Rethinking the Standard Historical Narrative

Learning about any given century by studying an array of music from that era is a pretty-old fashioned idea, but the kinds of assignments we’ve developed and the ideas we’re asking students to work with are different from what might have been done in a survey course 20 years ago.

— Emily Richmond Pollock

The music program at MIT, in general, tends to be on the traditional side when it comes to curricula. Where we’re more progressive is in our approach to teaching. Learning about any given century by studying an array of music from that era is a pretty-old fashioned idea, but the kinds of assignments we’ve developed and the ideas we’re asking students to work with are different from what might have been done in a survey course 20 years ago. Part of this orientation is simply to ask students to think critically about historical narratives—to not take the way history is told for granted, and to understand where the ideas about history themselves come from. The choice of textbook is key, because you don't want to just reiterate the same problematic ideas with your students. You want to rethink them together and recreate those critiques.

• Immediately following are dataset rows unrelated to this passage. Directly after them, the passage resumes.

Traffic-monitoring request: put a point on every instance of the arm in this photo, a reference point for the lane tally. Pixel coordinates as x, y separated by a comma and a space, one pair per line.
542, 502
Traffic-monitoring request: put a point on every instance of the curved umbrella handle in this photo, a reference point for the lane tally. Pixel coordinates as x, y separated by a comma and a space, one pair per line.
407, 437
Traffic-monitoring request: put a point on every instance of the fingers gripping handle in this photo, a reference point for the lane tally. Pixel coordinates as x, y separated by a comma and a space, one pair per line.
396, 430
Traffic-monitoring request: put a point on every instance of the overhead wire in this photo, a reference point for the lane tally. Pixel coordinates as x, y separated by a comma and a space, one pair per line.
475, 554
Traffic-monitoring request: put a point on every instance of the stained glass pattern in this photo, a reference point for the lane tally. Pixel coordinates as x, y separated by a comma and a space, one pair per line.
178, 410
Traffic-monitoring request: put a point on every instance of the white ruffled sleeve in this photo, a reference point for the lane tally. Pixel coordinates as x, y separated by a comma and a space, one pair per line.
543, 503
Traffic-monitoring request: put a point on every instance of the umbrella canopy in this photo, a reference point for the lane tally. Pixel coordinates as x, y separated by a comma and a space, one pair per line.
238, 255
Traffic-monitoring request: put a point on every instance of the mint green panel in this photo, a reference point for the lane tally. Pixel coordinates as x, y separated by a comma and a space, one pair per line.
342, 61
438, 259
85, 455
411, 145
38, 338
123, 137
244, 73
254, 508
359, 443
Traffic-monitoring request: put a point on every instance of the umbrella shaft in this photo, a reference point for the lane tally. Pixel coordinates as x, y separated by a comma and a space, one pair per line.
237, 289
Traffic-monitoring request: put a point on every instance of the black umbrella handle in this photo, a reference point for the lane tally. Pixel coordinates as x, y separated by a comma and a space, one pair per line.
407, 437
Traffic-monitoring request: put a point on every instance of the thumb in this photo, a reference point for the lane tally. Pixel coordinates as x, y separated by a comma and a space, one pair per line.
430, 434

That’s why I like Joseph Auner’s (2013) textbook, Music in the Twentieth and Twenty-First Centuries. It comprises two volumes, one with scores and the other with the corresponding historical narrative. Historians refer to historiography, or the way that history is written. We understand that the events historians choose to write about and the ways they write about them shape what and how readers think about those events. In other words, history is not a collection of objective facts on a page; rather, it’s interpretive and evocative and shaped by its writers. Auner’s text is very aware of this, and aware, in particular, of some of the older tropes shaping music history. He writes against those narratives in useful and strategic ways.

Because of this approach, students begin to view historical narratives as stories that can be questioned and contextualized. That’s one advantage of using such a recent textbook: in addition to introducing students to the standard narrative, it also explores what we might do to problematize that narrative. So, for example, one strand of the standard narrative has to do with the function of progress in twentieth-century music, like the idea that music was getting better and better, or more and more complicated, and that the more complicated the music was, the better it was becoming. That idea reigned for a long time, but then it blew up entirely, and by now the idea of "progress" no longer makes any sense to tell as a single story of how twentieth-century music was made. There's a lot of music and a lot of people that are left out if you tell the story that way, and it's biased. So we can do better now with some historical distance. 

Everything You Thought You Knew was Wrong

Even though we now know how the twentieth century "turned out," that doesn’t mean the narrative is ossified. We’re still writing about and problematizing the story, so the narrative keeps changing. One of the thesis statements of today's musicology is revisionism—that "everything you thought you knew was wrong"—and this is such a valuable lesson for students to learn in a music history survey course. In the teaching and learning we do, we all (students and professors) are a part of how this history is told, and so in telling that history differently each semester we show how the field is changing.

Reference

Auner, Joseph. Music in the Twentieth and Twenty-First Centuries. W. W. Norton & Company, 2013. ISBN: 9780393929201. (Also available in eBook format, ISBN: 9780393904604.)

———. Anthology for Music in the Twentieth and Twenty-First Centuries. W. W. Norton & Company, 2013. ISBN: 9780393920215.